To install it, run this command in a shell (you may need to run it as su)

gem install Zenity.rb

Then try this out in irb:

require 'zenity'
Zenity::entry(:title => 'Enter some text', :text => 'This is a password dialog.', :arg => ['hide-text'])

The last line there gets translated to this: “zenity --entry --title='Enter some text' --text='This is a password dialog.' --hide-text” which is then passed to the operating system. So it basically depends upon the presence of zenity.

The code itself is very minimal. The only important file is listed below. If it doesn’t fit completely on your screen, you can also view it here.

module Zenity
  class << self
 
    # Let's just use method_missing instead of defining all of those.
    def method_missing(m, options=false)
      # Check if the dialog box we have to show is allowed
      if [ :calendar, :entry, :error, :'file-selection', :info, :list,
           :notification, :progress, :question, :'text-info', :warning, :scale 
      ].include? m
        # It's in the array and everything seems to be fine
        ret = %x[ #{parseopts('zenity --' + m.to_s, options)} ]
      else
        # We don't know about this dialog, raise an error
        raise "Unknown dialog #{m}"
      end
      # Check if any of the options passed were invalid.
      if ret.rstrip == 'This option is not available.
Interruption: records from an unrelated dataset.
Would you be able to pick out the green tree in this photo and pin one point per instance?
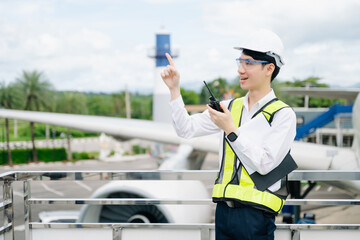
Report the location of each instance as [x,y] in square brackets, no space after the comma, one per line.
[73,103]
[9,98]
[37,92]
[100,104]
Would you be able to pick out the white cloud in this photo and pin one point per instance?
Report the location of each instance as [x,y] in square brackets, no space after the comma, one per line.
[103,47]
[320,37]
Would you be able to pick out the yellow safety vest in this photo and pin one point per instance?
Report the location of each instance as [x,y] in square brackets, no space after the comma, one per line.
[234,183]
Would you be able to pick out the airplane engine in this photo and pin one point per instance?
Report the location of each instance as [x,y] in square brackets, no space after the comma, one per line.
[173,213]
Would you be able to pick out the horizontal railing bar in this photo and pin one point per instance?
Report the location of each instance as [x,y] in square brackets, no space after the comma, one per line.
[6,228]
[5,204]
[298,175]
[149,201]
[210,226]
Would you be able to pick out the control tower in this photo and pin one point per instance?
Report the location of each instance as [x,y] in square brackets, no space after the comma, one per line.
[161,94]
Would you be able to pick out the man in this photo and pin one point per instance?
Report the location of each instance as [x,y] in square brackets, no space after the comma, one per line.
[249,190]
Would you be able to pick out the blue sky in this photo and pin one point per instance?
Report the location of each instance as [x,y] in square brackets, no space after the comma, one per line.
[102,45]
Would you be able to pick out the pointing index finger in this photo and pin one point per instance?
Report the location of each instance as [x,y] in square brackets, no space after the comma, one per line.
[169,59]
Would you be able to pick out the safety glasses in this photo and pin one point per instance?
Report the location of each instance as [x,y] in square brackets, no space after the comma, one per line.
[246,64]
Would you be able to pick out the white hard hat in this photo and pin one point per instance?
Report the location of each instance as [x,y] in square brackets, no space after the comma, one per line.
[267,42]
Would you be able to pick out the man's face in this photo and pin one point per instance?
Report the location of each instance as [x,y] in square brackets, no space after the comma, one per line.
[253,75]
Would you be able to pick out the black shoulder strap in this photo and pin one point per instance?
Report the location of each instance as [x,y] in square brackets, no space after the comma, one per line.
[263,182]
[265,105]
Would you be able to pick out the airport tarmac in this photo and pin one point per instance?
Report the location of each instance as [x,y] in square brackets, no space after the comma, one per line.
[329,215]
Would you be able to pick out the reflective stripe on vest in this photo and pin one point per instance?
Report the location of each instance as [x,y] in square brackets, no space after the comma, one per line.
[234,183]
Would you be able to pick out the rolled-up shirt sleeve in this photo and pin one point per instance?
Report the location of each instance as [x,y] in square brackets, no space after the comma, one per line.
[196,125]
[262,146]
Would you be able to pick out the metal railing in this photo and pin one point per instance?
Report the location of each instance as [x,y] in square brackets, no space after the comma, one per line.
[116,230]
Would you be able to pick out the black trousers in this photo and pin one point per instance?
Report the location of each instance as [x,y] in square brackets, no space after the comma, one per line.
[244,223]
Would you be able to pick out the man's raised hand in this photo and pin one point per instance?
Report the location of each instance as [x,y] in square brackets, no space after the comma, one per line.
[171,76]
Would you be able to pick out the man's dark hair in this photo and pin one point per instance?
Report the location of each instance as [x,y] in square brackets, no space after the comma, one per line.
[263,57]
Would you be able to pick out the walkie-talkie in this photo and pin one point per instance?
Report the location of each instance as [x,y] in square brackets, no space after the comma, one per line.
[213,103]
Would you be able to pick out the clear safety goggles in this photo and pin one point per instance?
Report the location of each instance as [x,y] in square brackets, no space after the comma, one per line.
[246,64]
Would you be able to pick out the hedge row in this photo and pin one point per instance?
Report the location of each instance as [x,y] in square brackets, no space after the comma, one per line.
[25,155]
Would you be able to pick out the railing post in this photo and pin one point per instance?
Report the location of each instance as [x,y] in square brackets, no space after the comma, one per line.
[8,209]
[117,231]
[27,209]
[205,233]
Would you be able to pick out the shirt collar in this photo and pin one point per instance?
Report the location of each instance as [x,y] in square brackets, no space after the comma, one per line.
[259,103]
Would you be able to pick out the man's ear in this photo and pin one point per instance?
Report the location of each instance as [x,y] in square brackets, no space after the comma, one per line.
[269,68]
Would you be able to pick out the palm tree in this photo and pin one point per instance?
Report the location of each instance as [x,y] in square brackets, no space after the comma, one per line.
[74,103]
[9,98]
[36,90]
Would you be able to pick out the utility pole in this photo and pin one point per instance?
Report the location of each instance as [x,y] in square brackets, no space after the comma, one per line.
[127,103]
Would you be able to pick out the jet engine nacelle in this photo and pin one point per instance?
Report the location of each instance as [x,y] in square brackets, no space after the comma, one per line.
[173,213]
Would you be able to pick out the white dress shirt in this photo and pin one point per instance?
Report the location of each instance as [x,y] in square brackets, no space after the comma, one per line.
[260,147]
Please see --help for all possible usages.'
        # Write a message to STDERR if there were invalid options, but don't
        # raise an error.
        STDERR << "Invalid option"
      else
        # Everything looks fine. Return what we got.
        return ret
      end
    end
 
 
    private
    # Very confusing code that generates the shell command.
    def parseopts(cmd, options)
      if options != false
        options.each do |k, v|
          cmd << " --#{k}='#{v}'" if k != :arg
        end
        options[:arg].each { |opt| cmd << " --#{opt}" } if options.has_key?(:arg)
      end
      cmd
    end
 
  end
end

As you can see, I chose to use method_missing to reduce the amount of code I’d need to write. As a possible side-effect of this, you may not be able to mix the module into your own classes or into the global namespace.

Overall, the purpose of packaging this in a gem was more for convenience of usage than anything else.